Morla was recently sued by Agence France Presse (AFP) for “antagonistic assertion of rights” for accusing AFP of violating his copyright in several photos taken following the January earthquake – Morela has counter sued for copyright infringement. AFP has asked for summary judgment that it did not infringe on Morela’s copyrights (complaint). AFP’s claims are interesting because, in part, they note that since Morela used Twitter to distribute the photos (which he did not – he used Twitpic), the Twitter Terms of Service (ToS) granting Twitter the right to distribute the photos should be extended to AFP as well. Besides the fact that AFP appears to have little understanding of the facts of their own case, this reading of the Twitter ToS is a little odd.
The Twitter ToS provide that:
- You retain your rights to any Content you submit, post or display on or through the Services. By submitting, posting or displaying Content on or through the Services, you grant us a worldwide, non-exclusive, royalty-free license (with the right to sublicense) to use, copy, reproduce, process, adapt, modify, publish, transmit, display and distribute such Content in any and all media or distribution methods (now known or later developed).
- You agree that this license includes the right for Twitter to make such Content available to other companies, organizations or individuals who partner with Twitter for the syndication, broadcast, distribution or publication of such Content on other media and services, subject to our terms and conditions for such Content use.
While it is possible that AFP is making the argument that the second clause which allows Twitter to make the content available to partners and that they in fact are partners, it is clear from anyone’s reasonable reading that this scenario is not what is intended by this agreement.

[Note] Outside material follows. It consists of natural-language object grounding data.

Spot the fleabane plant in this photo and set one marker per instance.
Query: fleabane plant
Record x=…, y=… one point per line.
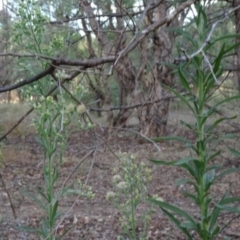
x=51, y=126
x=203, y=74
x=130, y=181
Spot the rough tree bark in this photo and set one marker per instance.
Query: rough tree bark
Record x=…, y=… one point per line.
x=237, y=24
x=154, y=117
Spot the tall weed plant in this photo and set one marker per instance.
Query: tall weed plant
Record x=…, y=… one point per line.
x=130, y=193
x=203, y=74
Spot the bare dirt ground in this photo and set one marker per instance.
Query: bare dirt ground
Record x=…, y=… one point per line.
x=96, y=219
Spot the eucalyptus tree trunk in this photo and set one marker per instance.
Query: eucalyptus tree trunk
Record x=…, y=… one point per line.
x=154, y=117
x=237, y=24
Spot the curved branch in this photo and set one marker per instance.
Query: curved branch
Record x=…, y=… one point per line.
x=28, y=81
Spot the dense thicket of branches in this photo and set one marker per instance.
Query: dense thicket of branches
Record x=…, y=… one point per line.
x=121, y=50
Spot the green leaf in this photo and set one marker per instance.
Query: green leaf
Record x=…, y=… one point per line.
x=172, y=208
x=34, y=198
x=234, y=152
x=185, y=160
x=213, y=156
x=227, y=172
x=54, y=212
x=229, y=208
x=183, y=80
x=177, y=223
x=218, y=59
x=176, y=138
x=161, y=162
x=181, y=97
x=226, y=100
x=191, y=196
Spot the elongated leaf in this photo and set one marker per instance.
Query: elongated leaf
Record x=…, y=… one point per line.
x=176, y=138
x=183, y=80
x=191, y=196
x=229, y=200
x=234, y=152
x=185, y=160
x=226, y=100
x=173, y=208
x=35, y=199
x=181, y=97
x=188, y=125
x=177, y=223
x=227, y=172
x=184, y=181
x=54, y=212
x=229, y=208
x=213, y=156
x=213, y=126
x=161, y=162
x=190, y=169
x=218, y=59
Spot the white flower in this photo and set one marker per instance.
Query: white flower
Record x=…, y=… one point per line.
x=81, y=108
x=156, y=197
x=70, y=107
x=116, y=178
x=122, y=185
x=110, y=195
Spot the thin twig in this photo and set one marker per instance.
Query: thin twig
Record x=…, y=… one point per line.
x=9, y=197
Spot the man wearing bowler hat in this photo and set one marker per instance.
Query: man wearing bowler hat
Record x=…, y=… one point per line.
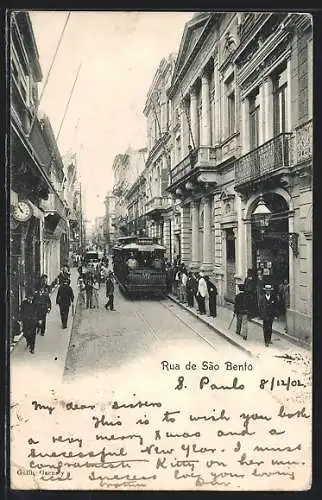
x=268, y=307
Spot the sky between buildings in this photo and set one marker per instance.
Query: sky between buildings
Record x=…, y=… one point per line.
x=119, y=53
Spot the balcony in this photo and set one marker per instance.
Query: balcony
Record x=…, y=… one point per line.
x=303, y=142
x=156, y=205
x=270, y=159
x=203, y=157
x=36, y=139
x=54, y=205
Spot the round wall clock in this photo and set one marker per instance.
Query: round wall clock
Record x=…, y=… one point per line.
x=22, y=211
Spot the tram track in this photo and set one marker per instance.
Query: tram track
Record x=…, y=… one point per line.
x=151, y=328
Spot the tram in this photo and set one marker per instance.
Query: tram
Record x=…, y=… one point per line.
x=139, y=265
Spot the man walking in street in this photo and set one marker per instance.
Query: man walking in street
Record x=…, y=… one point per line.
x=110, y=292
x=212, y=293
x=241, y=311
x=28, y=318
x=268, y=308
x=65, y=298
x=43, y=307
x=89, y=283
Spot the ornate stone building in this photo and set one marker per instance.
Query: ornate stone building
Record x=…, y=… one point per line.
x=127, y=168
x=157, y=111
x=35, y=166
x=241, y=97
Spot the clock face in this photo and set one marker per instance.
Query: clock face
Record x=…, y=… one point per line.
x=22, y=211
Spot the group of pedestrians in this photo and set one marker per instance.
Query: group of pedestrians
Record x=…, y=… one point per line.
x=193, y=288
x=37, y=304
x=90, y=280
x=256, y=299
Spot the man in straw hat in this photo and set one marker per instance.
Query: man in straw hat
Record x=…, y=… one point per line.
x=268, y=307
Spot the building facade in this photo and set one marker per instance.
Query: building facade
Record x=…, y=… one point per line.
x=109, y=217
x=242, y=99
x=34, y=165
x=127, y=168
x=157, y=110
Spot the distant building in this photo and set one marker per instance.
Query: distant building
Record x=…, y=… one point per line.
x=109, y=219
x=127, y=168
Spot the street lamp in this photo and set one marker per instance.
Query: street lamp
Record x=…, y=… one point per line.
x=262, y=215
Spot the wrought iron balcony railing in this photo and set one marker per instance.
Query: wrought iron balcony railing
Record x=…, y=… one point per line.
x=204, y=156
x=264, y=160
x=303, y=142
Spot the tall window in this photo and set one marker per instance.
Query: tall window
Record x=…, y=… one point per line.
x=280, y=101
x=253, y=119
x=231, y=105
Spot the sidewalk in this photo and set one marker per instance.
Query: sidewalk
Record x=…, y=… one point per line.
x=50, y=350
x=254, y=345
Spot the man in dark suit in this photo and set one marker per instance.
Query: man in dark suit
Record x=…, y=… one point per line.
x=43, y=307
x=268, y=308
x=241, y=311
x=65, y=297
x=29, y=321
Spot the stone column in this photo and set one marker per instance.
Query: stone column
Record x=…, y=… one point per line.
x=193, y=117
x=217, y=120
x=289, y=98
x=268, y=99
x=206, y=117
x=182, y=123
x=195, y=234
x=240, y=244
x=261, y=117
x=207, y=247
x=166, y=237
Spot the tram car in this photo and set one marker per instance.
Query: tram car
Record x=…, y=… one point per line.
x=139, y=266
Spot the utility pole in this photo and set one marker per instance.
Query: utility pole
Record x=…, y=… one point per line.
x=49, y=71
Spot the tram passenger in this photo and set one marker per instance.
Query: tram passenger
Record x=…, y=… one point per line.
x=110, y=292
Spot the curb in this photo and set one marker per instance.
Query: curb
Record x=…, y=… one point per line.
x=231, y=340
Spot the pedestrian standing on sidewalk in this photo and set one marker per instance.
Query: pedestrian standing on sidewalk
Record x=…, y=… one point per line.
x=110, y=291
x=65, y=298
x=212, y=293
x=28, y=318
x=81, y=291
x=268, y=307
x=250, y=293
x=183, y=285
x=63, y=275
x=241, y=311
x=202, y=293
x=89, y=282
x=43, y=307
x=96, y=287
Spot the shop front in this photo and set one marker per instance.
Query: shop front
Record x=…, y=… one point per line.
x=272, y=248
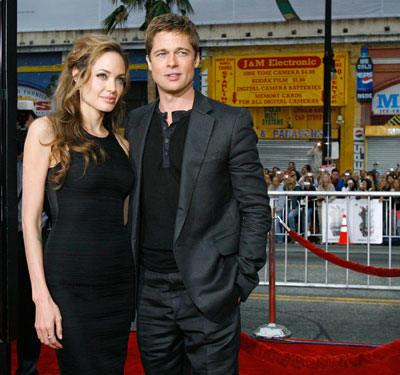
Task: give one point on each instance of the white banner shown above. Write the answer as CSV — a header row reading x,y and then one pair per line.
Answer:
x,y
357,220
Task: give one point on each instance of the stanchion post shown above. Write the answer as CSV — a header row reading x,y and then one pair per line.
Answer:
x,y
272,330
271,268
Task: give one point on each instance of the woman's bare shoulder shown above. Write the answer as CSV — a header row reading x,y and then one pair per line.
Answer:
x,y
123,142
42,129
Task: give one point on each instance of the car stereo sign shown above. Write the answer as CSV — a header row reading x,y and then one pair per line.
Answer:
x,y
387,101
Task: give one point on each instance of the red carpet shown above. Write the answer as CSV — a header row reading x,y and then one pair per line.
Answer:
x,y
283,358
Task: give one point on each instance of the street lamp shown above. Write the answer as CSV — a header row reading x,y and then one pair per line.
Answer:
x,y
329,68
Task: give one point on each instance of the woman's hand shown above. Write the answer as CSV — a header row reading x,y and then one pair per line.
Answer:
x,y
48,323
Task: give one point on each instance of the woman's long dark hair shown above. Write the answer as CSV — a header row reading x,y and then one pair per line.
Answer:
x,y
66,120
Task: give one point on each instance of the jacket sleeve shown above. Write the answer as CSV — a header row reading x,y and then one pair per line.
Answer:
x,y
250,191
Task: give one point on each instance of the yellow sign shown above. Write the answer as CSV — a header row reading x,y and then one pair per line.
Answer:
x,y
291,122
277,81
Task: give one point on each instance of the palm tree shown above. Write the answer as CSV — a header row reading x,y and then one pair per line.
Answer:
x,y
153,8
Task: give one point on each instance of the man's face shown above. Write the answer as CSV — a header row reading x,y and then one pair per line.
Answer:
x,y
275,182
172,61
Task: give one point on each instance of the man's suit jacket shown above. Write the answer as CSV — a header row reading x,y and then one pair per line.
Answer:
x,y
223,213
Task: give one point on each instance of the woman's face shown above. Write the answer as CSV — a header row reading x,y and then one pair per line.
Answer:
x,y
325,179
105,85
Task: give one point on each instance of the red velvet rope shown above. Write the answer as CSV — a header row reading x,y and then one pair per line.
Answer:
x,y
369,270
318,362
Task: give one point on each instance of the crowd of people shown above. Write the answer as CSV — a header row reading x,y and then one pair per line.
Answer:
x,y
325,180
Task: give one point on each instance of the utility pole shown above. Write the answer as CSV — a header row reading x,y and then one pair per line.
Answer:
x,y
8,181
329,65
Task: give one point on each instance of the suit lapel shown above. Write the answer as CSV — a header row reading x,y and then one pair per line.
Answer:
x,y
139,135
197,139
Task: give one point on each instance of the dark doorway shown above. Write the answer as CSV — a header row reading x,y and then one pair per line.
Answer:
x,y
8,192
136,95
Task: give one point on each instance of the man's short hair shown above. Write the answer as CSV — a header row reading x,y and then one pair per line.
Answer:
x,y
171,22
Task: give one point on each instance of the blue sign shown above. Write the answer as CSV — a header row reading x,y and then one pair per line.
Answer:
x,y
365,77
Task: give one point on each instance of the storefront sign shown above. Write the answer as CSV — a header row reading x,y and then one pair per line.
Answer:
x,y
291,122
365,75
387,101
283,80
382,130
42,103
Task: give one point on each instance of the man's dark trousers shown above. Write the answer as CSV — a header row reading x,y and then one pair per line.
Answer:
x,y
169,326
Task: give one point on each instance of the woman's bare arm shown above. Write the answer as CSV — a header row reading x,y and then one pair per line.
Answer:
x,y
37,158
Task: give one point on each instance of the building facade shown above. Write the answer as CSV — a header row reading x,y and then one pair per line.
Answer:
x,y
255,54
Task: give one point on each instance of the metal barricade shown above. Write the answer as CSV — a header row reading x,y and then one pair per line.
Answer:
x,y
296,267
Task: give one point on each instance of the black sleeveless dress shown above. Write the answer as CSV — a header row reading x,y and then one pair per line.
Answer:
x,y
89,264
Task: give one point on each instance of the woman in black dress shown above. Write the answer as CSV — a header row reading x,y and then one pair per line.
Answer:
x,y
82,282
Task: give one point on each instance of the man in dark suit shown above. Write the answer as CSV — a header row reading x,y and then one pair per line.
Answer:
x,y
199,213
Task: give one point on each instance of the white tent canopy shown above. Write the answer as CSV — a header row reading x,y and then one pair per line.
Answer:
x,y
52,15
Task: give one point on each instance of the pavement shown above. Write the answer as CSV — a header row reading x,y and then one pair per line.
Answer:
x,y
336,305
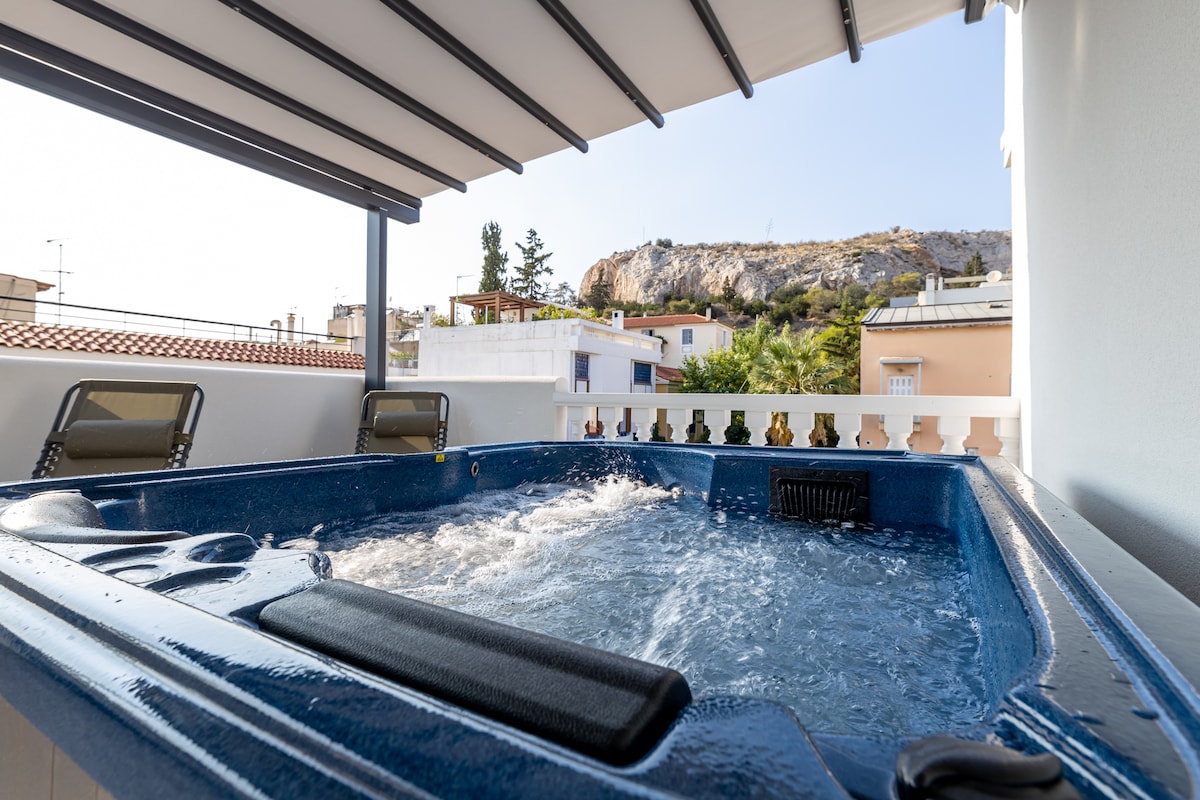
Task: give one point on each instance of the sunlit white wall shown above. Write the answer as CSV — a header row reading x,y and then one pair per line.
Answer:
x,y
1107,203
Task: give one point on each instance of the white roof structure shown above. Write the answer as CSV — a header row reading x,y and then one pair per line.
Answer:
x,y
384,102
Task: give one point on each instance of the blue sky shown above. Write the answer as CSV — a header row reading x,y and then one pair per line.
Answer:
x,y
910,137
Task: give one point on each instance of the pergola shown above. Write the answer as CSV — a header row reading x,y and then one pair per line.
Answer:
x,y
493,301
384,102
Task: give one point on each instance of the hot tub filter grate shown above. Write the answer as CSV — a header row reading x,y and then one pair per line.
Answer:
x,y
820,494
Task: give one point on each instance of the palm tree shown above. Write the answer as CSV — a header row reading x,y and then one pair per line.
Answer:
x,y
797,365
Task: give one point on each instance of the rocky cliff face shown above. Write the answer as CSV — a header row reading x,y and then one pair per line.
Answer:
x,y
755,271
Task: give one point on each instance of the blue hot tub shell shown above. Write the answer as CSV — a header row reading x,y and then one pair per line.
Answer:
x,y
133,633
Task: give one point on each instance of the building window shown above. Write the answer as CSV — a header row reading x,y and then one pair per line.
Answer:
x,y
900,385
582,371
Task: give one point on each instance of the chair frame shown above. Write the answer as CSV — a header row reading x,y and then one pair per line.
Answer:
x,y
369,410
72,403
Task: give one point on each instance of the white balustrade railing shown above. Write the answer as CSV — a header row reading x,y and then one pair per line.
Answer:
x,y
899,415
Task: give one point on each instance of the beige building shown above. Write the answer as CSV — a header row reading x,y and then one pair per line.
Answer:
x,y
951,342
17,298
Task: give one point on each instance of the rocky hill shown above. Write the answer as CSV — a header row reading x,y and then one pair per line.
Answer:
x,y
755,271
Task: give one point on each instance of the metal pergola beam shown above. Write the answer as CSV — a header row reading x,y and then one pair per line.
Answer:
x,y
28,61
853,44
976,10
327,54
377,294
607,65
713,25
443,38
197,60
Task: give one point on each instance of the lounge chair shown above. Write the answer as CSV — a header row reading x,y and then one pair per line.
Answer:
x,y
121,426
400,422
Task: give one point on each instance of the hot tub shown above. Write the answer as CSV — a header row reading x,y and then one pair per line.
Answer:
x,y
168,633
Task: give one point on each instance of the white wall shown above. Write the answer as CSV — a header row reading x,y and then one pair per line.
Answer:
x,y
1110,181
544,348
255,413
251,413
497,409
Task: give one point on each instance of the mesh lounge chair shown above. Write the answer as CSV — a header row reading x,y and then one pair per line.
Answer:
x,y
121,426
401,422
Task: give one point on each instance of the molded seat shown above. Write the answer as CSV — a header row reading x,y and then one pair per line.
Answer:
x,y
121,426
400,422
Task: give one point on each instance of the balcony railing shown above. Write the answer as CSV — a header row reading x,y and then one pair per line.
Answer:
x,y
900,415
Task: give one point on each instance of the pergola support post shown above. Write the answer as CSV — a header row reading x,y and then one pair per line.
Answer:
x,y
377,294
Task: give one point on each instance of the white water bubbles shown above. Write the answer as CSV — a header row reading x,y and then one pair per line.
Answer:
x,y
859,631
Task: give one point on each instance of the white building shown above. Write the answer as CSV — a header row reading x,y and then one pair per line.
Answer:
x,y
683,335
589,356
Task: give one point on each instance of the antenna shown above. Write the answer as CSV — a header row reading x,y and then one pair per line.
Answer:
x,y
60,271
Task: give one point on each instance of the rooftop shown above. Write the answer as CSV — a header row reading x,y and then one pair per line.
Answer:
x,y
670,319
34,336
952,313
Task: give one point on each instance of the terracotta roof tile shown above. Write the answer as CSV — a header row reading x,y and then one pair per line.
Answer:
x,y
89,340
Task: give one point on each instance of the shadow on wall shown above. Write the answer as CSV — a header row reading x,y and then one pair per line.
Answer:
x,y
1174,555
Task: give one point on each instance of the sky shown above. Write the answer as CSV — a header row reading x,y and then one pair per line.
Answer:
x,y
909,136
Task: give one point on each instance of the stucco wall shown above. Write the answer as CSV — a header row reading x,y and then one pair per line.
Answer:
x,y
261,413
543,348
959,360
1110,178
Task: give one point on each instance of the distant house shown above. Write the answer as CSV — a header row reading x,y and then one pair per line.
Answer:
x,y
30,338
17,296
682,335
591,356
949,342
402,331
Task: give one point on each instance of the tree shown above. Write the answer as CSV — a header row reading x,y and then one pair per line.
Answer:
x,y
564,295
495,262
599,294
527,280
727,292
843,343
796,365
973,266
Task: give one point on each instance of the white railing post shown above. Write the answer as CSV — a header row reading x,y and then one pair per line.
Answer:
x,y
898,428
642,419
575,423
802,426
677,423
847,427
759,422
1008,431
954,431
609,416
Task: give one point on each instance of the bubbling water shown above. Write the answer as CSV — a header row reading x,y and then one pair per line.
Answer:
x,y
859,631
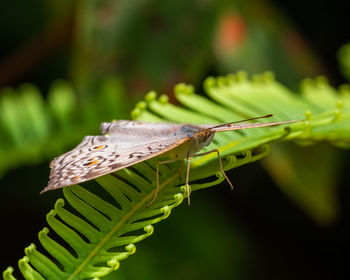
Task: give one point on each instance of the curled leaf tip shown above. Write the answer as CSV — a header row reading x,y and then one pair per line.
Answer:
x,y
131,248
151,96
184,89
114,264
30,249
178,197
163,99
135,114
59,203
43,232
51,214
308,115
149,229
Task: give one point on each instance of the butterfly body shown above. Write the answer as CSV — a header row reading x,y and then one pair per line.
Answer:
x,y
125,143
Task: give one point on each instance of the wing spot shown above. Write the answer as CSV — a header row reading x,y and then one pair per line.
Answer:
x,y
99,147
76,178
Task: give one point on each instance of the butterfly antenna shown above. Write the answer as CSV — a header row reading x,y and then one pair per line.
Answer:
x,y
251,119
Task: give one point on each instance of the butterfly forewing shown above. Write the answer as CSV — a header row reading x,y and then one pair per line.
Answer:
x,y
125,143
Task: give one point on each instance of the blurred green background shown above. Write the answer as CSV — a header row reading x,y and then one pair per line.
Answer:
x,y
65,66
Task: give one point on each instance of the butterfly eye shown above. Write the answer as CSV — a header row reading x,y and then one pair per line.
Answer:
x,y
91,162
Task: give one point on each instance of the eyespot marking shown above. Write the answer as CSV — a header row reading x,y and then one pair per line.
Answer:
x,y
98,147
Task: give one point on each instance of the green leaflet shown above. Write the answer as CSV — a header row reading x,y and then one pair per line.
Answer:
x,y
105,224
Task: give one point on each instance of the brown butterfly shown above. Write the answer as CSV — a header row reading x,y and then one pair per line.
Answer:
x,y
125,143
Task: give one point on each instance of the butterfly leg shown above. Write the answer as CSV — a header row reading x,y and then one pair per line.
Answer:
x,y
220,164
187,179
157,176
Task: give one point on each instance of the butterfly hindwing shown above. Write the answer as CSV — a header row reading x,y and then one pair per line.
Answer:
x,y
99,155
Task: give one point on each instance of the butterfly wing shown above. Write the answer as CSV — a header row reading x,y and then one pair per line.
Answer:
x,y
125,143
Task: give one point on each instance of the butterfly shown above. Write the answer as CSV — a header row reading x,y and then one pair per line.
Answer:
x,y
125,143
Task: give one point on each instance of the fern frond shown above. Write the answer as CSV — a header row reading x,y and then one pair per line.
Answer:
x,y
101,230
33,129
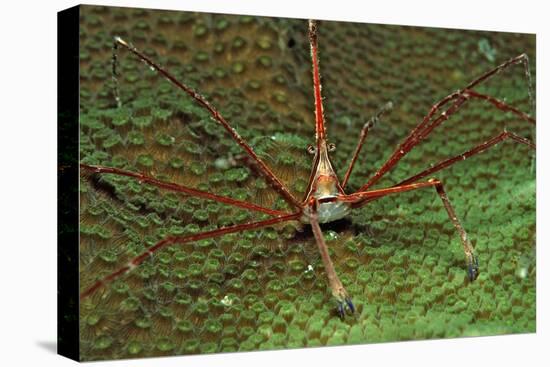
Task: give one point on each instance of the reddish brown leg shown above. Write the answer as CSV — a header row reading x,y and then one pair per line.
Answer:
x,y
263,168
338,290
180,188
179,240
471,259
320,132
362,136
458,98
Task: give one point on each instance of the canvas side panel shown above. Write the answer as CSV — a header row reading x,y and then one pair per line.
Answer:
x,y
67,182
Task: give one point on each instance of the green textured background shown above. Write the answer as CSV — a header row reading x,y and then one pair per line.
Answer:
x,y
399,257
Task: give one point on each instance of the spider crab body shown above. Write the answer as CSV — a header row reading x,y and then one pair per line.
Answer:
x,y
324,188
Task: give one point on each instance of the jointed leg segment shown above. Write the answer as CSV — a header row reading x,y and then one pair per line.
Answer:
x,y
168,241
338,290
471,259
457,99
180,188
263,168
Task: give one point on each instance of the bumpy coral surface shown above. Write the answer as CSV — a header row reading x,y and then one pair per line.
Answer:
x,y
399,257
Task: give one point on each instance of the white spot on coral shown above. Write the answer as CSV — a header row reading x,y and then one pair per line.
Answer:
x,y
226,301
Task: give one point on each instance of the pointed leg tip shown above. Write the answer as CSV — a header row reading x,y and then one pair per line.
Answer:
x,y
473,269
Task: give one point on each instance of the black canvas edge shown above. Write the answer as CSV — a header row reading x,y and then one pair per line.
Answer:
x,y
68,22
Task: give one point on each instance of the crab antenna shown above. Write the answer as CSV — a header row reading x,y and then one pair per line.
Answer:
x,y
320,132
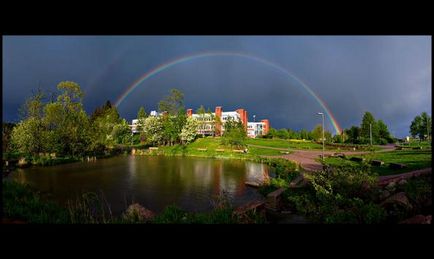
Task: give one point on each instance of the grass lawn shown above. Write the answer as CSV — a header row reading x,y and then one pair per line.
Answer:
x,y
414,159
423,144
284,143
212,145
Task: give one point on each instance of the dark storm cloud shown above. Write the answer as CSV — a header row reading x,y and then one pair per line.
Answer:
x,y
388,76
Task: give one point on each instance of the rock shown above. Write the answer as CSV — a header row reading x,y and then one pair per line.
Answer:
x,y
384,194
397,165
418,219
252,184
274,199
136,212
23,162
377,162
391,186
403,181
398,198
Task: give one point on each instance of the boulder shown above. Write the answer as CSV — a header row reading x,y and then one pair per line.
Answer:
x,y
135,212
398,198
397,165
384,194
391,186
402,181
377,162
418,219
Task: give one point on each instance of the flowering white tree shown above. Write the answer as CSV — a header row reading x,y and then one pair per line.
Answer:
x,y
153,129
189,131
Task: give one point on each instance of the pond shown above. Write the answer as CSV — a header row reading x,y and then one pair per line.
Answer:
x,y
153,181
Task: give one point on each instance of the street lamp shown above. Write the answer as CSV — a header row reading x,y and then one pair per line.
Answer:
x,y
322,114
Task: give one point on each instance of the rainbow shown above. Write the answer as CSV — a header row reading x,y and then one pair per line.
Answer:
x,y
196,56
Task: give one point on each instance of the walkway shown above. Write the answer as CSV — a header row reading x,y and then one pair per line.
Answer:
x,y
307,159
385,180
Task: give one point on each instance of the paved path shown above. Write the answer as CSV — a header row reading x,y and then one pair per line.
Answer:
x,y
384,180
307,158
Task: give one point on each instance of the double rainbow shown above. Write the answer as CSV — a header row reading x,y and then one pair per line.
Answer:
x,y
196,56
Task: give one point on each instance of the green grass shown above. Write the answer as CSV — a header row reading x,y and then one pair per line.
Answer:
x,y
211,144
414,159
284,143
423,144
22,202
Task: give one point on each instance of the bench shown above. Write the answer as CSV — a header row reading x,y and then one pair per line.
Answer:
x,y
339,155
397,165
273,199
357,159
377,162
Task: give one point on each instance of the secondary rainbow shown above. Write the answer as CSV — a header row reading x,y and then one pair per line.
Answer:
x,y
196,56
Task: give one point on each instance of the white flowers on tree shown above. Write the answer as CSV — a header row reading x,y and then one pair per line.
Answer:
x,y
153,129
189,131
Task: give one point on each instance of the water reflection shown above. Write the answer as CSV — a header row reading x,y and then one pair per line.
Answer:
x,y
155,182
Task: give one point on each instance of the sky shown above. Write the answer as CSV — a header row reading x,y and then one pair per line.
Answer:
x,y
280,78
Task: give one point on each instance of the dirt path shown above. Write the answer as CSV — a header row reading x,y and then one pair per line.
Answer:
x,y
307,158
384,180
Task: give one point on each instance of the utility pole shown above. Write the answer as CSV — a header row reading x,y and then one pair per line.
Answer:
x,y
322,114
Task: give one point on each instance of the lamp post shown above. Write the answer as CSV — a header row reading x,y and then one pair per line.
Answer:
x,y
322,114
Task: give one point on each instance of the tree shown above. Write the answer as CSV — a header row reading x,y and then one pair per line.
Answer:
x,y
67,121
235,134
353,135
153,130
421,126
316,134
141,116
172,103
29,135
368,119
7,129
189,131
383,133
282,134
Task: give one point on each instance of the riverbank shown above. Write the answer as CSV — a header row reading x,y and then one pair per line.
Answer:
x,y
24,204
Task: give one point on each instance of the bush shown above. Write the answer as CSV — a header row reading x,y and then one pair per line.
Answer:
x,y
22,202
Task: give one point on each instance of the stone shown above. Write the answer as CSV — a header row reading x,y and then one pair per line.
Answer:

The much sparser Twitpic ToS has a similar clause, but its sparser writing style makes the intent of these types of clauses much more clear. The Twitpics Terms of Services specifically notes:
- By uploading your photos to Twitpic you give Twitpic permission to use or distribute your photos on Twitpic.com or affiliated sites
- All images uploaded are copyright © their respective owners
While I believe that AFP’s arguments are weak (though other claims raised by AFP may have more merit), they do help to illustrate that Creatives that use various forms of social media or SaaS solutions related to the creation or distribution of their work should be aware of, and understand, the ToS for those sites. Otherwise, you risk obscure boilerplate agreements giving away your work for free – or at least claims to that effect by multinational corporations.